The countdown has started. From September 2018, all new cars in Europe must be tested in accordance with the WLTP fuel consumption and exhaust gas measurement procedure. This will change everything. It will affect every version of every model. Because accessories like sport rims or sun roofs change the weight of a car, which affects its roll and air resistance. This also has an effect on fuel consumption. For the data collected in accordance with the WLTP test cycle, Peter Warncke and his team have designed a new system. It combines all the information required for the calculation – a considerably sized database that incorporates data from around 20 systems in the Volkswagen brand and group.

When it comes to complex data, Warncke knows his stuff. In 1991, the now 54-year-old mechanical engineer started working for the former Volkswagen subsidiary, Gedas, as an application consultant and later as a software developer. In 2010, Uckermark-born Warncke became a project manager at Volkswagen. His project: a logistical parts system called “ProLog” with the data for the models that are planned for production and their part numbers. It shows which parts are installed and how long supplies on the production line and in the warehouse will last, and predicts bottlenecks for models by Volkswagen, Audi and Seat in various plants worldwide. That is quite an undertaking. Thousands of cars are produced at the production locations every day. Today, the average car consists of around 4,000 individuals parts, which are assembled on the production line. Logistically, this constitutes a huge amount of data – almost unimaginable.

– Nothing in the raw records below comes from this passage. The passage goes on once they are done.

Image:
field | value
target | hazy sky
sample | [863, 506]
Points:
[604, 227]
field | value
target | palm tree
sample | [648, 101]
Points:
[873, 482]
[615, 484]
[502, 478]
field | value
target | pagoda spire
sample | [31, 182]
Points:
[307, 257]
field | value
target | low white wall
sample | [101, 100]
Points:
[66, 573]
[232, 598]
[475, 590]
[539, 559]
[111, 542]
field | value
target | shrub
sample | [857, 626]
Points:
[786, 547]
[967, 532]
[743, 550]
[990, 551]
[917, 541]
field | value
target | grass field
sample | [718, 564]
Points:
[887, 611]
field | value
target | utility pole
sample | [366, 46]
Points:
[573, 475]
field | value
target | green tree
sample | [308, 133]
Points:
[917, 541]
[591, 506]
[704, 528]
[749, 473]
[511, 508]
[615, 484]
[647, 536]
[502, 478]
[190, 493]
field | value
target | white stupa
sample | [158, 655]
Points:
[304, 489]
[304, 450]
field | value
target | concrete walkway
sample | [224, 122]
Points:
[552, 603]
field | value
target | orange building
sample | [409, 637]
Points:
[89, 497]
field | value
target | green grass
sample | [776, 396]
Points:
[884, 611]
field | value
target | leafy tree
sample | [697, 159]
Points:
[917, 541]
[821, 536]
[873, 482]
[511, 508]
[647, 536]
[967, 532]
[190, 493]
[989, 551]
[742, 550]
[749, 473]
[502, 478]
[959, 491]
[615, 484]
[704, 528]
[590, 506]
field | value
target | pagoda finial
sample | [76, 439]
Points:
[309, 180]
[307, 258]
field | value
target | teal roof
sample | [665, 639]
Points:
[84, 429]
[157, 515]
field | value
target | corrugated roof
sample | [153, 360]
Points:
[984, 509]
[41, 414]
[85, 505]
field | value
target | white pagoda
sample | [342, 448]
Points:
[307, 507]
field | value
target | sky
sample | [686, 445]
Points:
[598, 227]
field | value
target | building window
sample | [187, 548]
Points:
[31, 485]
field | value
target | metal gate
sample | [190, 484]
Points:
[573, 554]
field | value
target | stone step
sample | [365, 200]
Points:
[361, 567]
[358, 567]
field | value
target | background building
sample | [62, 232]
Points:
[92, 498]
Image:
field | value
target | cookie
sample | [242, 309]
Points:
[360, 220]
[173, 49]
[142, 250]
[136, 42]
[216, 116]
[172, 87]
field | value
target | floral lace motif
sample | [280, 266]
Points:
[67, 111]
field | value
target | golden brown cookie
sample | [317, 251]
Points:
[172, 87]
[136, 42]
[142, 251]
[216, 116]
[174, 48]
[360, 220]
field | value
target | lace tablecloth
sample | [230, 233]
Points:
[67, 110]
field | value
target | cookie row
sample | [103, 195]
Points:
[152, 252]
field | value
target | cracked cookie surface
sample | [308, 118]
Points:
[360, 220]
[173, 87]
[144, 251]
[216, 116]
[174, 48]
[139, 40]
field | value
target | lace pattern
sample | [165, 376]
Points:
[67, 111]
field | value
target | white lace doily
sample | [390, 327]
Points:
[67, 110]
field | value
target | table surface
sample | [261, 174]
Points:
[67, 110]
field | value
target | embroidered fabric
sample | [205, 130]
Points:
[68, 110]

The new IT system is no smaller or less complex. It has been constructed using data from around 50 departments in Technical Development. The Volkswagen brand is one of seven corporate brands involved. The database is supplied with data on the weight, aerodynamics, roll resistance and consumption values measured on the dynamometer. This, along with other data, forms the basis for the official type approval. This is the go-ahead that determines that a model may go into production. Whenever WLTP data is required, it will be possible to find it reliably in the system.

Warncke remembers well how it all started, late in 2015: “From the very beginning, we didn’t know if we would manage it in such a short time.” The challenge was to build, test and implement a whole new system with high data complexity.

With his team of six, Warncke coordinated around 50 analysts, mathematicians, testers, architecture and system development specialists, network experts and security specialists. They worked closely together in an agile organization with “sprints”, i.e. in small, manageable work packages. These were implemented, tested and evaluated in three-week cycles. “You quickly notice when something goes wrong, and can see when something is finished,” explains Warncke. “The agile work structure was very helpful in getting the WLTP system up and running on time.”

It was also ready in time for the up! GTI1, which went into production only a few days ago. The nippy little car from Bratislava is the first Volkswagen model to be tested and approved in accordance with the WLTP cycle – using data from Warncke’s WLTP system.

“From the very beginning, we didn’t know
if we would manage it in such a short time.”